Arrestati a Fogliano due “grossisti” di hascisc

Nel pomeriggio di ieri, martedì 19 aprile, un’operazione antidroga della Polizia municipale di Reggio Emilia ha sgominato il traffico di stupefacenti messo condotto da due ‘grossisti’ della droga, che dal comprensorio delle ceramiche (a sud-est di Reggio Emilia) portavano e consegnavano la merce agli spacciatori al dettaglio della città.

Il blitz scattato alle 15, all’intersezione fra via Fermi e via Montanara, ha portato all’arresto di Radouane El Mahi, 32 anni, con permesso di soggiorno, e Ali Tamim, 45 anni, entrambi cittadini marocchini pregiudicati, e al sequestro un chilo di hascisc di elevata qualità.
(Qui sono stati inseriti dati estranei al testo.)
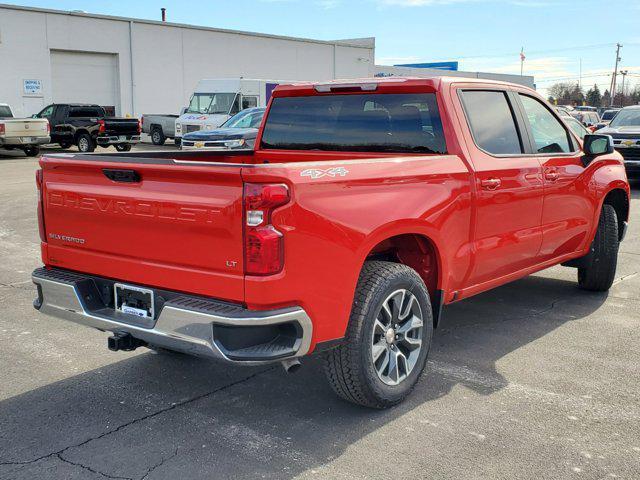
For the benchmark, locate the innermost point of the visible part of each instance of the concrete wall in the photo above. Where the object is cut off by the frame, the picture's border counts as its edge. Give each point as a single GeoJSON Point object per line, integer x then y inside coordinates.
{"type": "Point", "coordinates": [385, 70]}
{"type": "Point", "coordinates": [160, 63]}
Lo stupefacente requisito, una volta venduto, si stima avrebbe prodotto oltre 2.500 euro di guadagno illecito.

La Polizia municipale ha potuto ricostruire appunto che i trafficanti arrivavano dalla zona delle ceramiche fino alle porte di Reggio Emilia: la ‘base’ dello smercio, in pieno giorno, era tra le villette e i parchi della tranquilla e appartata zona residenziale di Fogliano.

Lo strano giro di auto e di oggetti passati di mano in mano non erano tuttavia passati inosservati ad alcuni residenti, che hanno segnalato gli episodi al Comando di Polizia municipale di Reggio Emilia.

Le indagini condotte dal nucleo Antidroga della Municipale non solo hanno confermato i sospetti dei residenti, ma hanno permesso di ricostruire ‘la filiera’ della droga.

Alle 15 di ieri, la Ford Ka condotta da El Mahi, con a bordo due passeggeri, ha imboccato via Montanara e si è fermata nello spiazzo di un piccolo parcheggio, scelto per concludere la compravendita. Ieri però i tre uomini non erano soli: all’interno del parcheggio, agenti in borghese della Municipale li stavano attendendo. Appena i tre sono scesi dall’auto è scattato il blitz: oltre a El Mahi, è stato arrestato Tamim, mentre il terzo uomo è riuscito a darsi alla fuga nei campi attorno a Fogliano.

Dopo aver fermato i due sospettati, gli agenti hanno sequestrato poco più di sei grammi di hascisc che erano in tasca a El Mahi (probabilmente era ‘l’assaggio’ per far testare la qualità della merce all’acquirente-rivenditore al dettaglio) e un chilo dello stesso tipo di hascisc nascosto sotto il sedile del trasportato.

Stamani gli arrestati sono stati trasferiti alla casa circondariale di Reggio Emilia in attesa del processo. Entrambi hanno scelto il rito abbreviato.